Cette reconstruction narcissique en ligne s’achève, comme chacun sait désormais, par un retour combatif In Real Life : « J’ai décidé de proposer aux Français un nouveau choix politique ». Lequel ? : « Je suis candidat à la présidence de ma famille politique ». Voilà donc le nouveau grand espoir que propose Nicolas Sarkozy sur Facebook : sur la foi de son Je enfin sorti du désarroi, il va prendre la tête de son parti puis, espère-t-il, de toute la droite.
Je, le fils prodigue, va redevenir Je le pater familias.
A l'entendre, c’est joué d’avance, les autres grandes figures de sa famille ne sauront résister à son retour. C’est que ce qu’indique le Je futuriste utilisé : « Je proposerai de la transformer de fond en comble » (sa famille). Que fera-t-il de cette entité recomposée ? Une projet assez vague est annoncé, créer « la formation politique du XXIe siècle ». C'est-à-dire ? "Je" n'en dit rien de plus, mais que tous se rassurent : « Je le ferai » martèle-t-il. Et que ses soutiens ne s’inquiètent pas : « Je connais les difficultés qui nous attendent ».
C'est une des rares fois où Nicolas Sarkozy utilise le « Nous ». Car enfin, tout ego, fut-il démesuré, doit faire quelque concessions : il n’arrivera pas à tout accomplir seul, même le Roi dit « Nous voulons ».
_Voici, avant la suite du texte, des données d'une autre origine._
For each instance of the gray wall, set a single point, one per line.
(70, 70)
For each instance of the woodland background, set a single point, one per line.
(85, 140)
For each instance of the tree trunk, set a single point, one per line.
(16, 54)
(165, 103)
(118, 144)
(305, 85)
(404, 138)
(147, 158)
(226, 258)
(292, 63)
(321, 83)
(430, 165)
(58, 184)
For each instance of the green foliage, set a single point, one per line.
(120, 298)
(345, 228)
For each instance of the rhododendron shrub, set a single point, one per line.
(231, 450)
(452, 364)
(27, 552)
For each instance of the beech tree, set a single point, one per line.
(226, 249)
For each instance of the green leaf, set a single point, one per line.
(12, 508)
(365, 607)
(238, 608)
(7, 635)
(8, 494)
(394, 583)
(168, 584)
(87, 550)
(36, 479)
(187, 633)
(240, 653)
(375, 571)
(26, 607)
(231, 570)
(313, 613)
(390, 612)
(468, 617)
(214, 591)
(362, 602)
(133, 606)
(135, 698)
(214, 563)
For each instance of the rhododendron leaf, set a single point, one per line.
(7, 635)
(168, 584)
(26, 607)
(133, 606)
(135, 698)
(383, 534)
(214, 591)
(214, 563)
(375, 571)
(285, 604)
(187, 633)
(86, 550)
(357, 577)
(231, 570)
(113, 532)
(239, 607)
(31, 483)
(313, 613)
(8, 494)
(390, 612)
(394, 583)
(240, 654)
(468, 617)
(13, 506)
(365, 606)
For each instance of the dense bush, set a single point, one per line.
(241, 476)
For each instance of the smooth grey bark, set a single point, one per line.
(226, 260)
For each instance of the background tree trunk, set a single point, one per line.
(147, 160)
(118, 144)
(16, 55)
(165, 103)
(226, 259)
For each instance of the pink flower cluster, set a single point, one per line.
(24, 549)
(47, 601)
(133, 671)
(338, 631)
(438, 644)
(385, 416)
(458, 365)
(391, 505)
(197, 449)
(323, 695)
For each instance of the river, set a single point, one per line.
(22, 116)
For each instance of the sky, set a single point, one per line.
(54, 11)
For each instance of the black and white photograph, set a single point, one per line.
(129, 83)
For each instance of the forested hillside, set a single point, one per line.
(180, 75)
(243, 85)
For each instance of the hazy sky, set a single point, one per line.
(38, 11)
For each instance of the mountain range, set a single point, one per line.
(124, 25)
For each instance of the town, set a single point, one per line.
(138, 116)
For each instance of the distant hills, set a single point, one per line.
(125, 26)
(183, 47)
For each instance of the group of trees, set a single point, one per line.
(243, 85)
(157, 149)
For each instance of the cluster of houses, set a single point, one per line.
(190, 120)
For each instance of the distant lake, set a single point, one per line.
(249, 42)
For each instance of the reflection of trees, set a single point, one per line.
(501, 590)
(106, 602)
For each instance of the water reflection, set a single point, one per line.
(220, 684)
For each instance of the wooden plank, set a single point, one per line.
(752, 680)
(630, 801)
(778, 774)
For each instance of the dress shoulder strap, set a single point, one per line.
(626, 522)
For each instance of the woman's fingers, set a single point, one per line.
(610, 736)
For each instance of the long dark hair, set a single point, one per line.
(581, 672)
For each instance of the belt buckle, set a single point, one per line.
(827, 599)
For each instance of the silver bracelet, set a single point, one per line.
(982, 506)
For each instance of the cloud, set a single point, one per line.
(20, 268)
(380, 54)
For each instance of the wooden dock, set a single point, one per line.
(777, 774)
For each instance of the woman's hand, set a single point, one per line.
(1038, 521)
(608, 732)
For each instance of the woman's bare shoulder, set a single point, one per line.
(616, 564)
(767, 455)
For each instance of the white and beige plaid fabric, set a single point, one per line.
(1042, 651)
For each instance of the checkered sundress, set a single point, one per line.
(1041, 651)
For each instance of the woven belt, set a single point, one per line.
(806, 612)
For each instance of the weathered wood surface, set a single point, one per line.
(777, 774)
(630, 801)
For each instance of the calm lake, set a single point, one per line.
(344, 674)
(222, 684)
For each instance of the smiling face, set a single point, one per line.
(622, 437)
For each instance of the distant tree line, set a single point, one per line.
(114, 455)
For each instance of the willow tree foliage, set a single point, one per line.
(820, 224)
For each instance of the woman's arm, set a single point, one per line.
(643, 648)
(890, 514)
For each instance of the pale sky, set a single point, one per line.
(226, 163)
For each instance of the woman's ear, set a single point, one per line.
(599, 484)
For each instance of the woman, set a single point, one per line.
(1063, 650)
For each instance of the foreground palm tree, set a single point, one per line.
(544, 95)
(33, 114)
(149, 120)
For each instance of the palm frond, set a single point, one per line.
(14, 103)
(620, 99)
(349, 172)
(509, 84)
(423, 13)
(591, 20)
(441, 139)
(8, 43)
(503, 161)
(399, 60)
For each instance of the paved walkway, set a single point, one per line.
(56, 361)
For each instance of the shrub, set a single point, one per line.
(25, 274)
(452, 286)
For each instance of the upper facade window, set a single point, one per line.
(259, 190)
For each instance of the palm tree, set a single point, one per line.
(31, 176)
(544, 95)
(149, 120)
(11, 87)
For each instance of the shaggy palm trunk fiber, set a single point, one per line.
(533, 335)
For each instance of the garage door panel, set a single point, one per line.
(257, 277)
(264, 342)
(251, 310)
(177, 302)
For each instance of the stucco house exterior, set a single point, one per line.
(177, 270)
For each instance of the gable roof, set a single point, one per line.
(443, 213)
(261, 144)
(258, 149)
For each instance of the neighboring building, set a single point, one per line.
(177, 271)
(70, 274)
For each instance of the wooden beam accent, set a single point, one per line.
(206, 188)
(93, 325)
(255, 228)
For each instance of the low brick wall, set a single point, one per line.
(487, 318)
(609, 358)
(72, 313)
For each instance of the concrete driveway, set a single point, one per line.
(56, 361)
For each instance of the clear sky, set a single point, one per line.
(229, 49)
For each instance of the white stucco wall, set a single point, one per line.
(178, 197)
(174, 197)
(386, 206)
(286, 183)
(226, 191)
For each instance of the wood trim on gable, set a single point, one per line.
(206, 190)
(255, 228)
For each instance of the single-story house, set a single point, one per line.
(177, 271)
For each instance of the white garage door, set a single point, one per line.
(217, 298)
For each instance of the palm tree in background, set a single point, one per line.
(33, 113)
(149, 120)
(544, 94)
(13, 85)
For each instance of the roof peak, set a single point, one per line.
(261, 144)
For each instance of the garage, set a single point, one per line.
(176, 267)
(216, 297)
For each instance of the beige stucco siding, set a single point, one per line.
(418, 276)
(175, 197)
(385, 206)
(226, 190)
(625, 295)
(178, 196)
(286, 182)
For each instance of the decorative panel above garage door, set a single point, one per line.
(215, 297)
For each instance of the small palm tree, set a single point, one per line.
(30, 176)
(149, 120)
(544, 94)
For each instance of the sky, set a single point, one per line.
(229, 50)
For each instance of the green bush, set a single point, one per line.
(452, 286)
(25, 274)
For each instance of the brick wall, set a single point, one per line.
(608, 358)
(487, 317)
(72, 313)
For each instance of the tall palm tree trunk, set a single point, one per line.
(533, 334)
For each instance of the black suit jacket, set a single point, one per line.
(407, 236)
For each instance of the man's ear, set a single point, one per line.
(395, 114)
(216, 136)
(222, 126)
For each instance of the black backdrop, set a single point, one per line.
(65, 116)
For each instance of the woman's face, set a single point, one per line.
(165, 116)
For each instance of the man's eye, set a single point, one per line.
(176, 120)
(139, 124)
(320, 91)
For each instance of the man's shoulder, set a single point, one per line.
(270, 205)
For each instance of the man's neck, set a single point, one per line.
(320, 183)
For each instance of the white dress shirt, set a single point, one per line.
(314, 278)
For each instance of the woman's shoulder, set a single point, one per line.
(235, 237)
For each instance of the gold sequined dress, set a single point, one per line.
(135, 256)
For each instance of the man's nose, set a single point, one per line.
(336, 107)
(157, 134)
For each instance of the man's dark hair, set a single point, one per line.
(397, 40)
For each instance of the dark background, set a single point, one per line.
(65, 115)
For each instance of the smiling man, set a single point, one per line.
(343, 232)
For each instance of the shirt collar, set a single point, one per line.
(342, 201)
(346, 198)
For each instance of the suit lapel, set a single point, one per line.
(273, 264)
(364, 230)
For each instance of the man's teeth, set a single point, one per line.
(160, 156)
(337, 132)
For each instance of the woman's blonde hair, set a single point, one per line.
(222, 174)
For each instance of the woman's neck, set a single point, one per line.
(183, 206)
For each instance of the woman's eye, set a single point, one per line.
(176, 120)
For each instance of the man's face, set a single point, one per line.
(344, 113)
Ce Je sarkozien qui veut, qui promet, qui s'étale, qui jouit de son seul énoncé - le Je est un "sujet d'énonciation" disent les grammairiens - nous le connaissons bien. Dès sa première allocution aux parlementaires de la majorité, en juin 2007, déjà, juste après son élection, « Je » y apparaissait 126 fois. Déjà, il était redondant : « Tout ce que je ferai, je le ferai… ». Déjà, il était volontariste : « Je ferme la porte au reniement...». Déjà, il le confondait avec le « nous » : « Quand je dis « nous réussirons », je ne veux pas dire que mon but… ».
On retrouvait cette même première personne omniprésente dans le discours au Medef d'août 2007. Je y apparaissait 134 fois, près de 5 fois par page. Que disait ce « Je » déferlant ? Comme aujourd'hui. Il veut, il veut encore et toujours. On comptait 55 « je veux » : « Je veux mettre un terme », « Je veux la rupture » (6 fois) « je veux parler le langage de la vérité », « je veux la croissance », « Moi je veux... ».
Au cours de son entretien du dimanche 25 septembre sur France 2, 45 minutes durant, dans le bocal de l'écran, M. Sarkozy a continué à nous conter les agitations de son Je. D’entrée, Je justifie son retour en politique, autant par désir, « J’ai envie », que par devoir : « Je n’ai pas le choix ». Puis, dans un nouveau grand élan narcissique, Je assure qu'il est seul à pouvoir sauver la France : « Si Moi, je ne fais pas ce travail, qui le fera ? » Il reprend plusieurs fois cette idée très égotique du Je omnipotent : « Si j’ai perdu (en 2012) c’était ma responsabilité ». Ce n’était donc pas celle d’une majorité de Français ? Nous nous trompions : Je avait fauté.
Tout au long, ce Je vibrionnant a apporté toutes les réponses, pour conclure, césarien : « Je suis venu pour créer les conditions d'une alternative crédible qui rassemble les Français… ». Concernant les différents avec François Hollande, ils ont été réduits à une bataille d’ego - « Monsieur Hollande pense le plus grand mal de Moi, je ne pense rien de lui » - conclu par un dramatique : « Moi, je n’ai pas menti ». Ce Je omniprésent est aussi un Moi intime : la personne Nicolas Sarkozy, qui dévoile le fond de son âme.
Les nombreuses affaires de justice qui attendent l’ancien président - affaire Bygmalion, Karachi, etc -, ont été elles-aussi ramenées à une problématique personnelle : si elles menacent le Je candidat, elles n'atteignent pas le Moi profond : « Si j’avais quelque chose à me reprocher, au fond de Moi, vous croyez que je… ». Ainsi va l'amour de Nicolas Sarkozy pour lui-même : son Je ne craint pas les juges, car son Moi mis à nu devant les téléspectateurs est exempt de tout péché.
On se souvient qu’en mars 2007, Nicolas Sarkozy confiait au philosophe Michel Onfray qu’il trouvait «absurde» le principe de Socrate « Connais-toi toi-même », et qu’il jugeait cette démarche « impossible ». Il semble en effet que M. Sarkozy, les années passant, méconnaisse toujours l’extraordinaire inflation discursive d'un Je narcissique, confinant à une forme inédite d'auto-érotisme médiatique.